Re-evaluation of the risks to public health related to the presence of bisphenol A (BPA) in foodstuffs - Genotoxicity

Conclusion on hazard identification for genotoxicity effects of BPA

Last updated: 01 August 2022

119.    In 2015, the CEF Panel concluded that: The available data support that BPA is not mutagenic (in bacteria or mammalian cells), or clastogenic (MN and CAs). The potential of BPA to produce aneuploidy in vitro was not expressed in vivo. The positive finding in the post labelling assays in vitro and in vivo is unlikely to be of concern, given the lack of mutagenicity and clastogenicity of BPA in vitro and in vivo.

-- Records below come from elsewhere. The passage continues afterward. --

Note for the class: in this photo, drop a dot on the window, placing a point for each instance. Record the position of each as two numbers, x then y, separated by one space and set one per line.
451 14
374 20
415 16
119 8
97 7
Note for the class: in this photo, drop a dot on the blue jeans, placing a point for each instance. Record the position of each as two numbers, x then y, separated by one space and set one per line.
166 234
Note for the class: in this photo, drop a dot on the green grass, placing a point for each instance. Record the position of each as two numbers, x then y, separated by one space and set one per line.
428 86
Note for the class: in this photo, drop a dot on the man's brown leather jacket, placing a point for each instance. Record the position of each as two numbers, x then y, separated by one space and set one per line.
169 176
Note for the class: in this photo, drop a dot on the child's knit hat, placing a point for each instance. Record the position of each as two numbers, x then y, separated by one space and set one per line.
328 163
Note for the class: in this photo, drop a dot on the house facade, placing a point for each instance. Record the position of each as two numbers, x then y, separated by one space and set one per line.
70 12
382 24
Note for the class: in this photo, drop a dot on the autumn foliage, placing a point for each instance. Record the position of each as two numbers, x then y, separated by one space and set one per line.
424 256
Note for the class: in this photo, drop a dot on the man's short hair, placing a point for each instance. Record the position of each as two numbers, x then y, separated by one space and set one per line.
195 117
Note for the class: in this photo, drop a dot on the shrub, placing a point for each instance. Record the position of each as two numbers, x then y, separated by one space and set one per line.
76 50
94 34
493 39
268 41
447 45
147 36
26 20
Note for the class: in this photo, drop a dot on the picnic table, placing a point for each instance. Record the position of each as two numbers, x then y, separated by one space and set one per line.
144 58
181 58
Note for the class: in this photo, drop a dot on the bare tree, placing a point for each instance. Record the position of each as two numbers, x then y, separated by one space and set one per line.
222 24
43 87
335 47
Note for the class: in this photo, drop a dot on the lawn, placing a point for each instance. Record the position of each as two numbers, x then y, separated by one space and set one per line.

120.    Based on the scientific literature considered in the previous EFSA opinions and published thereafter until 21 July 2021, the CEP Panel concluded that:

•BPA does not induce gene mutations in bacteria;

• BPA induces DNA strand breaks, clastogenic and aneugenic effects in mammalian cells in vitro;

• oxidative stress related mechanism(s) are likely to be involved in the DNA damaging and clastogenic activity elicited by BPA in vitro;

  • there is some evidence for DNA and chromosomal damaging activities of BPA in vivo following repeated administrations, but not following single administrations;
  • the available studies do not provide evidence of aneugenicity of BPA in germ cells in vivo.

121.    In contrast with consistent positive in vitro findings, the in vivo findings in several studies with high/limited reliability were inconsistent. The CEP Panel concluded that the evidence does not support an in vivo genotoxic hazard posed by BPA through direct interaction with DNA.